Kirkwood and Nan reappeared as they heard Fred saying good-bye to Rose.

Nan said she and her sister must be going, too, as they had some calls to make. At the door Nan kissed Phil, and asked her to come to see her the next day. The kiss and this special invitation, half-whispered, confirmed Phil's belief that her father and Nan would have told her of their engagement if Fred's coming had not interfered. She was glad for the delay, and yet it would have been easier in many ways to have met the issue squarely before Nan and Rose. She and her father watched Fred and the women pass from sight toward town.

"He seems to be a nice fellow," remarked Kirkwood, as they returned to the living-room—"a clean, manly sort of chap."

"He's all that," replied Phil. "He came to thank you for something: he's too shy to talk much in company and he asked me to tell you how much he appreciated something or other you had done for him."

"Queer chap, for a Holton," Kirkwood observed, striking a match on the underside of the slate mantel-shelf. "There's a real nobility in that boy. He didn't tell you what he wanted to speak to me about? That's better yet. I imagine his brother isn't so shy about publishing his good works before men."

Kirkwood's eyes sought the roses. The "attentions" Phil was receiving had roused in him the mixed bewilderment and awe with which a father realizes that he has on his hands a daughter upon whom other men have begun to look covetously. Half a dozen young fellows were dancing attendance upon Phil. In the hotel and at the theater in Indianapolis men and women had paid her the tribute of a second glance, and Mrs. Fitch had been enthusiastic about her. His tolerant spirit had not visited upon the young Holtons the sins of their uncle. Charles's devotion to Phil had rather amused him; he had taken it as an oblique compliment to himself, assuming that it was due to anxiety on Charles's part to ingratiate himself with Phil's father quite as much as with Phil.

"I suppose what Fred meant was a little matter between us in the traction business.

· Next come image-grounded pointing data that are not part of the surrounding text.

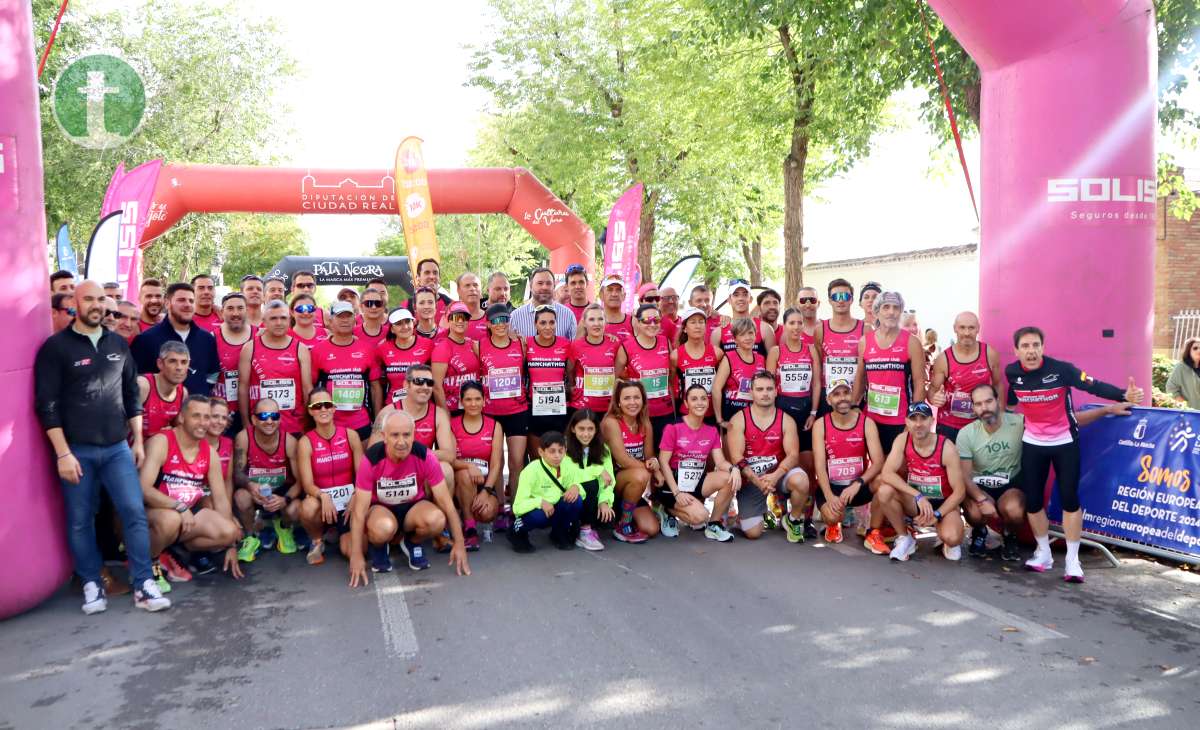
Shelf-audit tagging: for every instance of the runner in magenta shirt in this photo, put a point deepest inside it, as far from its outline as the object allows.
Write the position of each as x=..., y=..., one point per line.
x=394, y=486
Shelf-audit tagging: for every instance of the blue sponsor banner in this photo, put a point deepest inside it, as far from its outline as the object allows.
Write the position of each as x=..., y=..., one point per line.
x=1137, y=478
x=66, y=252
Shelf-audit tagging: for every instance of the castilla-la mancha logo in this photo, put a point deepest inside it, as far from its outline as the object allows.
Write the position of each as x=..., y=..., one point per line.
x=99, y=101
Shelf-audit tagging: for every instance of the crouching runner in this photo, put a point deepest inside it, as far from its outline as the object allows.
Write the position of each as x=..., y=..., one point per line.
x=394, y=486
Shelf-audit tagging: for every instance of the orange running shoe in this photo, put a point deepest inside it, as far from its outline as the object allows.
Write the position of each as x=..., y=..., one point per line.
x=875, y=543
x=833, y=532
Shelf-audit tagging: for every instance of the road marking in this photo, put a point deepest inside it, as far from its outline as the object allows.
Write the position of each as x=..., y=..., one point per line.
x=1033, y=629
x=397, y=626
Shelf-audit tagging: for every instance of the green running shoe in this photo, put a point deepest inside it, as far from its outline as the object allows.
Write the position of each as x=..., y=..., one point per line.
x=160, y=578
x=795, y=531
x=287, y=542
x=249, y=549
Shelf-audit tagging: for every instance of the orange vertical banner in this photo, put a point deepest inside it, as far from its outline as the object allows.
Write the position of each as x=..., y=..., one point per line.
x=414, y=204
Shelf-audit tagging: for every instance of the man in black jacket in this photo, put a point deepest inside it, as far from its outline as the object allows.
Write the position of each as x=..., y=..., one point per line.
x=87, y=394
x=178, y=325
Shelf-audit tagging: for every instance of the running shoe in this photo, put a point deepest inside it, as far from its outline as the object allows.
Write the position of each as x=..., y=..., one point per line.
x=267, y=536
x=978, y=542
x=415, y=554
x=1041, y=562
x=589, y=540
x=629, y=533
x=715, y=531
x=94, y=600
x=175, y=572
x=150, y=598
x=202, y=563
x=249, y=549
x=381, y=562
x=875, y=543
x=316, y=555
x=1012, y=549
x=160, y=579
x=795, y=531
x=667, y=525
x=833, y=532
x=287, y=540
x=905, y=546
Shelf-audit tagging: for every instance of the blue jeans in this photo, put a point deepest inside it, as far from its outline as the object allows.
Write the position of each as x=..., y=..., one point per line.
x=111, y=466
x=567, y=516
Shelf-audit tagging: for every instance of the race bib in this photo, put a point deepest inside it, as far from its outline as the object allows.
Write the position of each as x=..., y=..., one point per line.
x=340, y=495
x=281, y=390
x=845, y=470
x=689, y=474
x=882, y=400
x=598, y=382
x=273, y=477
x=929, y=485
x=840, y=369
x=503, y=382
x=347, y=390
x=762, y=465
x=960, y=405
x=396, y=491
x=699, y=376
x=991, y=480
x=231, y=386
x=549, y=399
x=795, y=378
x=655, y=383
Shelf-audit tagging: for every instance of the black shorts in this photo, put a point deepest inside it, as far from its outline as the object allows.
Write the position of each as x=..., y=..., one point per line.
x=799, y=408
x=515, y=424
x=888, y=434
x=862, y=497
x=541, y=424
x=949, y=432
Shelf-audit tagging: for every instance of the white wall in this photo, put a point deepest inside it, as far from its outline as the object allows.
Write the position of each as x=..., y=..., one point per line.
x=939, y=288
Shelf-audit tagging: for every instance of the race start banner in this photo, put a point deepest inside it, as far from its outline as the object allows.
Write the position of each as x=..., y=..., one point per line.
x=1137, y=479
x=621, y=245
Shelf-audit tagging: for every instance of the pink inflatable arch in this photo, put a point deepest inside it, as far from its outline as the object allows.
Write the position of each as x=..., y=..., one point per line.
x=1068, y=201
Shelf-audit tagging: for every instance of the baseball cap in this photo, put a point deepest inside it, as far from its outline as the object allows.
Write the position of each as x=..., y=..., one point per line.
x=399, y=315
x=921, y=408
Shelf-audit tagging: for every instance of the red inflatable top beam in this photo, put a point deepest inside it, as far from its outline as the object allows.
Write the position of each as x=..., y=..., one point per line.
x=184, y=189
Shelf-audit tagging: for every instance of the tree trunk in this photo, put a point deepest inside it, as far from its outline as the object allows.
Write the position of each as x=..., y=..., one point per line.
x=646, y=235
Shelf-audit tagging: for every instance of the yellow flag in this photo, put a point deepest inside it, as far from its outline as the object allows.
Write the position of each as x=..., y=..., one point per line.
x=414, y=204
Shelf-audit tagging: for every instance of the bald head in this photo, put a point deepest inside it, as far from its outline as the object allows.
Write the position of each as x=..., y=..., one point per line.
x=89, y=304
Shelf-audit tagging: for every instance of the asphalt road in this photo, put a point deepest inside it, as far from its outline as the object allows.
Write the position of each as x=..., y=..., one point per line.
x=672, y=633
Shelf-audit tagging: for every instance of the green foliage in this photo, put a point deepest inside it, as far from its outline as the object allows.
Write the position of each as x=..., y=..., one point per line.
x=210, y=73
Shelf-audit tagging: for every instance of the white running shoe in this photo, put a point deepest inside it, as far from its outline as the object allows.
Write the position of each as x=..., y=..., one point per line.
x=904, y=548
x=667, y=525
x=94, y=600
x=1042, y=561
x=150, y=598
x=718, y=532
x=588, y=539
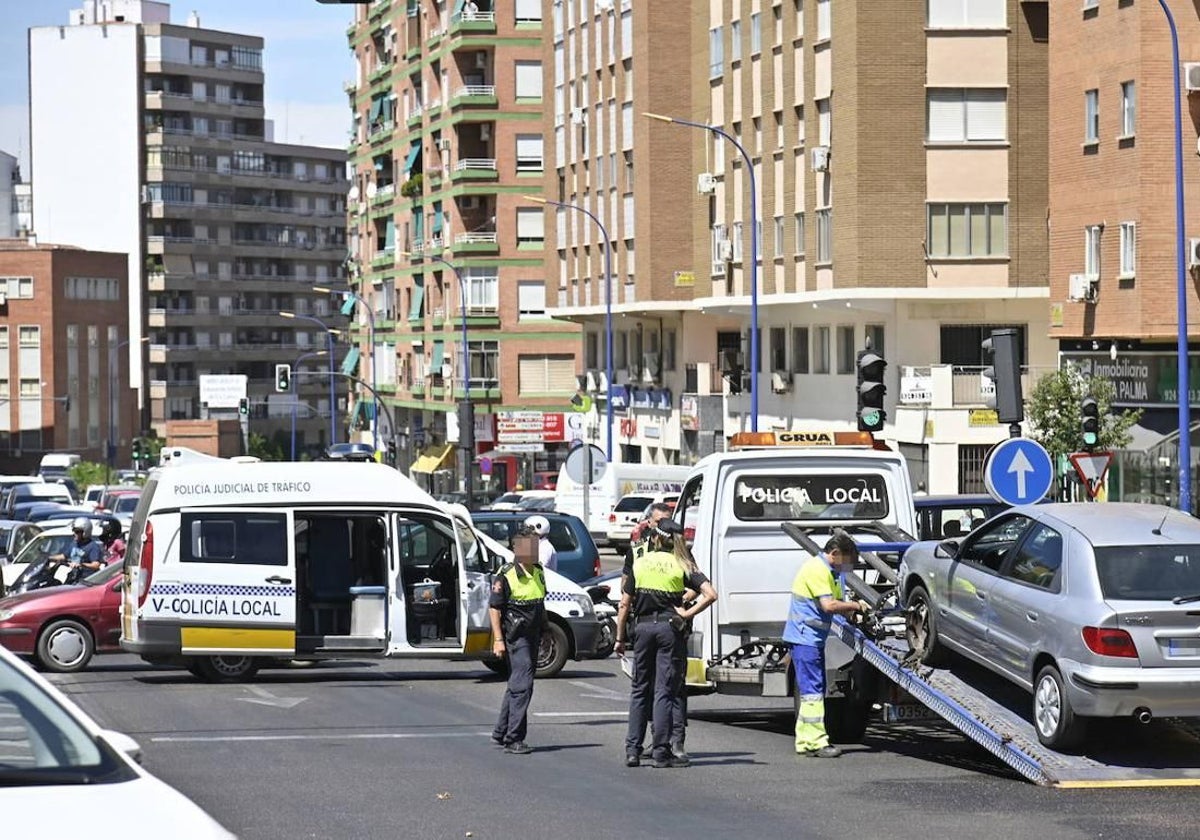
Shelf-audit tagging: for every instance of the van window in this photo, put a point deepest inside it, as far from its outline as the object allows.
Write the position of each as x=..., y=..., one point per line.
x=219, y=537
x=810, y=497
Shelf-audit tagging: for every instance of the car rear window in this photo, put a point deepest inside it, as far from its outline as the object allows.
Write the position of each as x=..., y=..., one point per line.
x=1149, y=573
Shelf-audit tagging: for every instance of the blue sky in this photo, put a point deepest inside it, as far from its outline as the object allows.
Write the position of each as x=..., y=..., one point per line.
x=306, y=60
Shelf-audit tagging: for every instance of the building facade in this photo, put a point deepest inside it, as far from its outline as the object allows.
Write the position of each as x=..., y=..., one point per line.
x=448, y=226
x=898, y=154
x=64, y=354
x=225, y=228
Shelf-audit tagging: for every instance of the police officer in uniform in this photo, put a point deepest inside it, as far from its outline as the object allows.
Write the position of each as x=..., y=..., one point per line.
x=519, y=615
x=653, y=587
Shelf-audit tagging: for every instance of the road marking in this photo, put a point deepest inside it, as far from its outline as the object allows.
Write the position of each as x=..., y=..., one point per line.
x=375, y=736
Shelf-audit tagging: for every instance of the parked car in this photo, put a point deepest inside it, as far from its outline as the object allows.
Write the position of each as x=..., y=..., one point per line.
x=67, y=777
x=577, y=555
x=1091, y=607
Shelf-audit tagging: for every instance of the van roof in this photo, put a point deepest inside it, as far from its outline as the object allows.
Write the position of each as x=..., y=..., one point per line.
x=288, y=483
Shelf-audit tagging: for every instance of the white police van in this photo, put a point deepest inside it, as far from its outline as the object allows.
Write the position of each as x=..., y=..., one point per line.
x=235, y=565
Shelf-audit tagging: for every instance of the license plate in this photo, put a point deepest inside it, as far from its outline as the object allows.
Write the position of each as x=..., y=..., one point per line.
x=900, y=713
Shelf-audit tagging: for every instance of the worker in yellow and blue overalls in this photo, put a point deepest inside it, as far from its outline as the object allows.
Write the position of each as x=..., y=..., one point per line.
x=816, y=599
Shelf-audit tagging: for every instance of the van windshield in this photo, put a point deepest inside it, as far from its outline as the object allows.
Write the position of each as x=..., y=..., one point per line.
x=810, y=497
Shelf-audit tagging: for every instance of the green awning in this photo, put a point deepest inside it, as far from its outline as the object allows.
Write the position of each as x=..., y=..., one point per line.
x=414, y=312
x=352, y=361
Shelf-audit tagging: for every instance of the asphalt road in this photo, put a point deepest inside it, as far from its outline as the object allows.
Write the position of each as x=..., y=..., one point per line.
x=401, y=750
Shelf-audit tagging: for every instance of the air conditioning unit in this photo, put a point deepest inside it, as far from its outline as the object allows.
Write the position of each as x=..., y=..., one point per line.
x=1081, y=287
x=1192, y=76
x=820, y=159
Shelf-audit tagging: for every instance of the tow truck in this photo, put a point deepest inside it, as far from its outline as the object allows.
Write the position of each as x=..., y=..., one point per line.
x=754, y=514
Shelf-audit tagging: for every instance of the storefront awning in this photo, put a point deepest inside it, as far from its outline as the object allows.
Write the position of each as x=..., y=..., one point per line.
x=432, y=459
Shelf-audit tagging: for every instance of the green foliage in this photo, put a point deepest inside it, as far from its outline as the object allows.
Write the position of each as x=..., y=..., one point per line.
x=1054, y=413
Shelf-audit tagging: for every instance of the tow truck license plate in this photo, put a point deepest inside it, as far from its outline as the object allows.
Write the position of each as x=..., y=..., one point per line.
x=901, y=713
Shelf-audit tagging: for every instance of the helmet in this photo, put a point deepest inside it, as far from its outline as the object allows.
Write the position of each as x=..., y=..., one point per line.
x=540, y=525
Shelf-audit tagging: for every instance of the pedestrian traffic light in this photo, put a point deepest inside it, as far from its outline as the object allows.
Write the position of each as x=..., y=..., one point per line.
x=870, y=391
x=1090, y=423
x=1003, y=349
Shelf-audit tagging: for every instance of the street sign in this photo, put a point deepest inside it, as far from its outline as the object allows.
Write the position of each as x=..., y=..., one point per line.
x=1091, y=468
x=586, y=465
x=1019, y=471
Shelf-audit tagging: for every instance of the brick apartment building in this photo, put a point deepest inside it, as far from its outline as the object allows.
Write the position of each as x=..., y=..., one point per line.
x=64, y=354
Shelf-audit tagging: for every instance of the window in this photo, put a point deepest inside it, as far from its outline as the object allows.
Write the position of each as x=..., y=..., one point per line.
x=799, y=349
x=1128, y=249
x=1092, y=250
x=966, y=13
x=778, y=348
x=959, y=231
x=822, y=351
x=1128, y=108
x=531, y=299
x=825, y=235
x=529, y=153
x=1091, y=117
x=528, y=79
x=966, y=115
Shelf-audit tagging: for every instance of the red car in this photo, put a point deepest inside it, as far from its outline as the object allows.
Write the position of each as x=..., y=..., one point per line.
x=63, y=627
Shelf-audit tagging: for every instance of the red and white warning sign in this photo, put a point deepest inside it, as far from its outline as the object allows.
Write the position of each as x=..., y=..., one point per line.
x=1091, y=468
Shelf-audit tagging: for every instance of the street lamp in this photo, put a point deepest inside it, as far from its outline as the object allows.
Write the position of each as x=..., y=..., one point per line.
x=463, y=435
x=1181, y=263
x=607, y=305
x=347, y=293
x=754, y=255
x=333, y=397
x=294, y=401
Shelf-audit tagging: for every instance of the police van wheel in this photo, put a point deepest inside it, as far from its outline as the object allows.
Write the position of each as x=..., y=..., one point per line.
x=226, y=669
x=552, y=652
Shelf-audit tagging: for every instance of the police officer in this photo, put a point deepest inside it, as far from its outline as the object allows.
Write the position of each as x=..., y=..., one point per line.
x=653, y=588
x=816, y=599
x=519, y=615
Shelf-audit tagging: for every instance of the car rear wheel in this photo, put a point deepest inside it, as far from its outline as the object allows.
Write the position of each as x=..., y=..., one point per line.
x=921, y=629
x=1059, y=726
x=65, y=646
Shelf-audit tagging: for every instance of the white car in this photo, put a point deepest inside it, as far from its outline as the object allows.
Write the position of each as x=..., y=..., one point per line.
x=53, y=754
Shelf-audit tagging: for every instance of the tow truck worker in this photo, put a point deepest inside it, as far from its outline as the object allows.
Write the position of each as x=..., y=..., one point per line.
x=653, y=588
x=816, y=599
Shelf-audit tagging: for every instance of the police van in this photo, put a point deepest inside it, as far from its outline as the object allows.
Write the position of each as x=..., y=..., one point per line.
x=732, y=509
x=232, y=567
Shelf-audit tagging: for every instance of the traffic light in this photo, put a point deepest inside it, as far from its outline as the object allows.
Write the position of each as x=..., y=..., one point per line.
x=1090, y=423
x=870, y=391
x=1005, y=371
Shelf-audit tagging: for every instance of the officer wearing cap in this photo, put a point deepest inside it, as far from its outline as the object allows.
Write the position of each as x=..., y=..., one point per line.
x=653, y=588
x=517, y=611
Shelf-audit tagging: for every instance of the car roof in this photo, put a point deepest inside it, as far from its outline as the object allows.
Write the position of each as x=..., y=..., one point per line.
x=1120, y=523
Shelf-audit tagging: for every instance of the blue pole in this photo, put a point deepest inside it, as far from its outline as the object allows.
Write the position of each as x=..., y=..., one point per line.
x=1183, y=390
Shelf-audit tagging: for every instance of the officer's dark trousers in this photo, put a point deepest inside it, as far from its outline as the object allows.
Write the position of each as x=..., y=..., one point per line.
x=515, y=709
x=653, y=694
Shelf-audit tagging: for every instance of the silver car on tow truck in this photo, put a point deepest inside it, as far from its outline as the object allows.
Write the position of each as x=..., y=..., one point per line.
x=1095, y=609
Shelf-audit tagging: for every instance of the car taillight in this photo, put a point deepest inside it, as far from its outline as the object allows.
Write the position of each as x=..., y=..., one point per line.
x=1110, y=642
x=145, y=564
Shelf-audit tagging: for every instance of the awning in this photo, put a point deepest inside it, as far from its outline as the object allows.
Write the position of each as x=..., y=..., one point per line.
x=351, y=363
x=432, y=459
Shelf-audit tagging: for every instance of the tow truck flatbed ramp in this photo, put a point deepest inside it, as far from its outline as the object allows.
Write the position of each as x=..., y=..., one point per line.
x=1170, y=757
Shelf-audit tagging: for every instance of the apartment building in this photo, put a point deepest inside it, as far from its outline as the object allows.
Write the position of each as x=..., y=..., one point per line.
x=898, y=154
x=64, y=354
x=223, y=227
x=448, y=226
x=1113, y=244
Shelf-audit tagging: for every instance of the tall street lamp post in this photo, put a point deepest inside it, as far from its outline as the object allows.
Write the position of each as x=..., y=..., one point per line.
x=754, y=255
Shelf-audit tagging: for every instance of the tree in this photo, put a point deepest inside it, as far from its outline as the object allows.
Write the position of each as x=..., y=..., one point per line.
x=1054, y=413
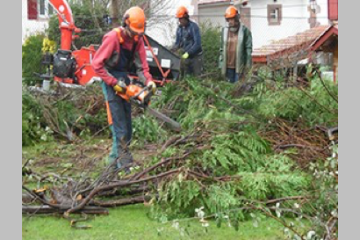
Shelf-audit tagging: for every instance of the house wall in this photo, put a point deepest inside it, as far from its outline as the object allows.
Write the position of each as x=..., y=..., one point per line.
x=295, y=18
x=212, y=13
x=31, y=26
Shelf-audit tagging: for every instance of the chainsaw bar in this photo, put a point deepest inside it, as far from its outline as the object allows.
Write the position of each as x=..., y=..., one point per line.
x=174, y=125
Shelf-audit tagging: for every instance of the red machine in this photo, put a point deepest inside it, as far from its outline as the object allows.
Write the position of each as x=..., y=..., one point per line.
x=74, y=67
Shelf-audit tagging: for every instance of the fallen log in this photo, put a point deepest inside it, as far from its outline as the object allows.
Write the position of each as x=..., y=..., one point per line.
x=48, y=209
x=119, y=202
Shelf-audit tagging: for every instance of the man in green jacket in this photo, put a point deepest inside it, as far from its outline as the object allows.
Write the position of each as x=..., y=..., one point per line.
x=236, y=47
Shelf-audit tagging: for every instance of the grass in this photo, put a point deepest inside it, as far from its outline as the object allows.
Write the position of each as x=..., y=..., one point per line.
x=131, y=222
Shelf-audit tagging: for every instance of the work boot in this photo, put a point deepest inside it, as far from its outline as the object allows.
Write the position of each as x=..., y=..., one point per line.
x=125, y=160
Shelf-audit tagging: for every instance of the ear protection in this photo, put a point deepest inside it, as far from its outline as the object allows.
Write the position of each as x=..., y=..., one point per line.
x=125, y=21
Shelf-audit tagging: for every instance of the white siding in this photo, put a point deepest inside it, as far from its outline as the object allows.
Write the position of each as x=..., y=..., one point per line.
x=295, y=18
x=31, y=26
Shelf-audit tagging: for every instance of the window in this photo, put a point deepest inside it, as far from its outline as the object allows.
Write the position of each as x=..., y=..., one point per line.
x=333, y=9
x=45, y=9
x=274, y=14
x=32, y=9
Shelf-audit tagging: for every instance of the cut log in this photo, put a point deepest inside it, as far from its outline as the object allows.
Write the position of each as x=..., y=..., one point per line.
x=47, y=210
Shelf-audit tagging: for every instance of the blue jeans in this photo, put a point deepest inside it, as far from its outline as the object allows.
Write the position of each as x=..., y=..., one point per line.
x=231, y=75
x=119, y=118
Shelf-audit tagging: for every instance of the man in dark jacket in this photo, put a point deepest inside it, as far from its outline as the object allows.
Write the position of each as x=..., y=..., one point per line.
x=236, y=47
x=188, y=41
x=119, y=49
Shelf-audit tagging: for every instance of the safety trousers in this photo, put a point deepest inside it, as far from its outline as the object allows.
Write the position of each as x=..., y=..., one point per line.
x=119, y=119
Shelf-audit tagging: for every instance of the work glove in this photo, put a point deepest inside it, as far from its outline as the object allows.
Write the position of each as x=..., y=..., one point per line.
x=120, y=86
x=185, y=56
x=152, y=86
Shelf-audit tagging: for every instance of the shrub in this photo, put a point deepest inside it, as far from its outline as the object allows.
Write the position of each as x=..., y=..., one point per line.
x=31, y=59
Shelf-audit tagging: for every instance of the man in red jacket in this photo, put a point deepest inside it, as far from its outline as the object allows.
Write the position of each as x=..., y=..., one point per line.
x=120, y=48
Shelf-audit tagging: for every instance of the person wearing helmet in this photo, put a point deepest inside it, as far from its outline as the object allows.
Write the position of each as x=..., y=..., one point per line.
x=188, y=42
x=120, y=49
x=236, y=47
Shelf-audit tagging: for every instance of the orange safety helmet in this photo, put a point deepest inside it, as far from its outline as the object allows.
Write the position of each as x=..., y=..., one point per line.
x=231, y=12
x=135, y=19
x=182, y=12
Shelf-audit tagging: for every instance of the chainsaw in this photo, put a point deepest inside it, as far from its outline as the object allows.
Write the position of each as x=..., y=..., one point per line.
x=140, y=96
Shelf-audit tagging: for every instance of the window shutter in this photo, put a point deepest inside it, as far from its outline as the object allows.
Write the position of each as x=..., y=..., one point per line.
x=333, y=9
x=32, y=9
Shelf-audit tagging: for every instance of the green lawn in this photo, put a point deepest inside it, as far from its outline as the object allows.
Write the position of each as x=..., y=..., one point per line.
x=131, y=222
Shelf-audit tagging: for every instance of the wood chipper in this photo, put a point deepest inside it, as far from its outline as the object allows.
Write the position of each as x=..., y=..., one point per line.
x=74, y=66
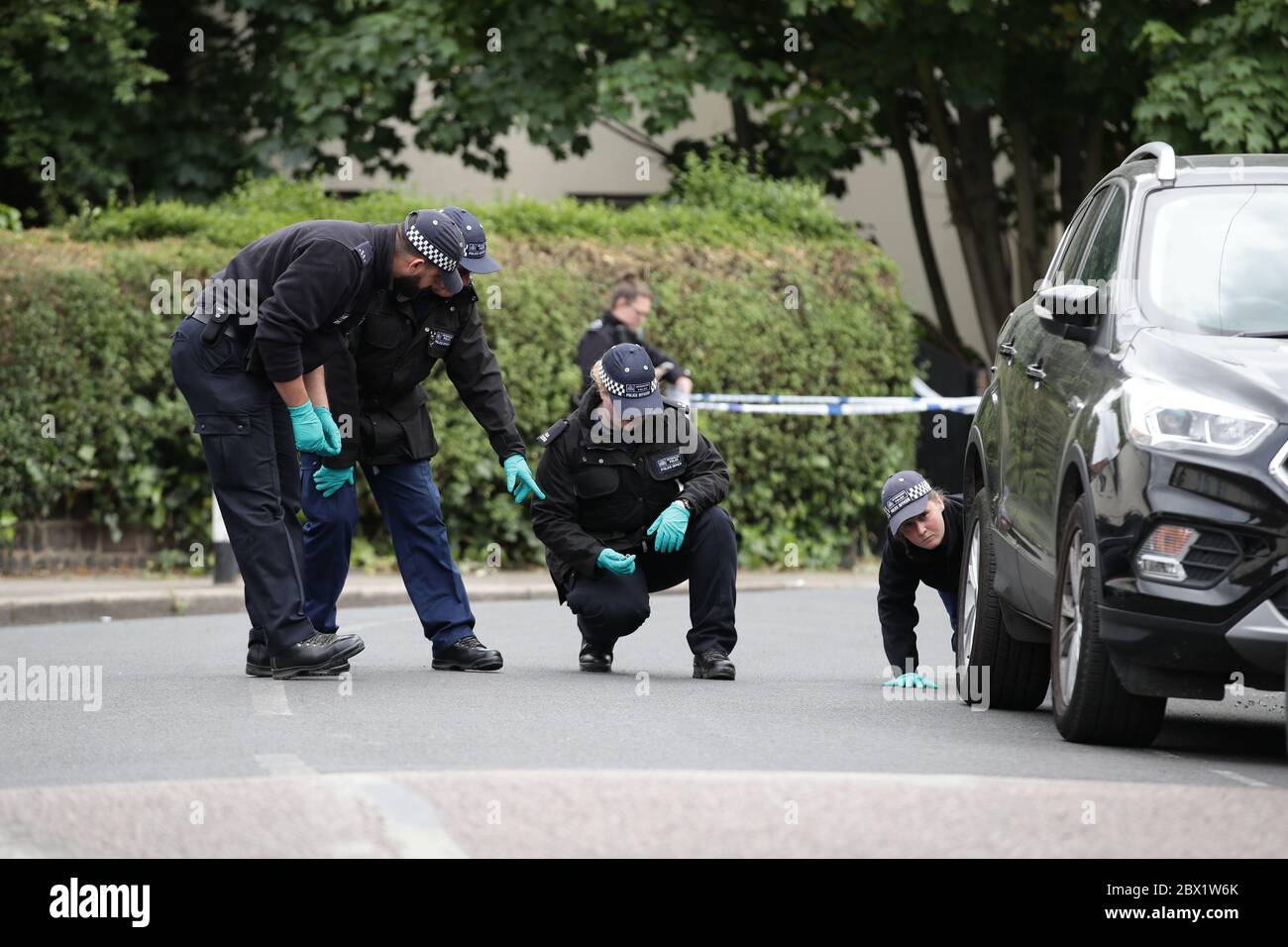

You know that farm he settled on next to Amzi's? He's turned it over to me."

"You mean he doesn't own it any more?" asked Phil.

"Strictly speaking, no. In the general Holton mess he thought he ought to surrender the property. Rather quixotic, but creditable to the boy. You see Charlie was executor of their father's estate. Charlie's beyond doubt a very smooth young person. And no end plausible. He got Fred to take that farm in settlement of all claims against Samuel's estate. And when Fred found out there was trouble over his father's financiering of the Sycamore he hopped on the trolley and came to the city and turned over the farm to me as trustee. He seemed no end grateful to me for allowing him to do it."

"But you didn't let him—it isn't fair! Why the farm's no good anyhow! And besides, Charlie wouldn't have done Fred an injury. He talked to me the other day at his aunt's skating-party about all that traction business and I'm sure he never meant any harm. He couldn't help what his father did. But to take Fred's farm away—why, daddy, that would be the supreme grand limite!"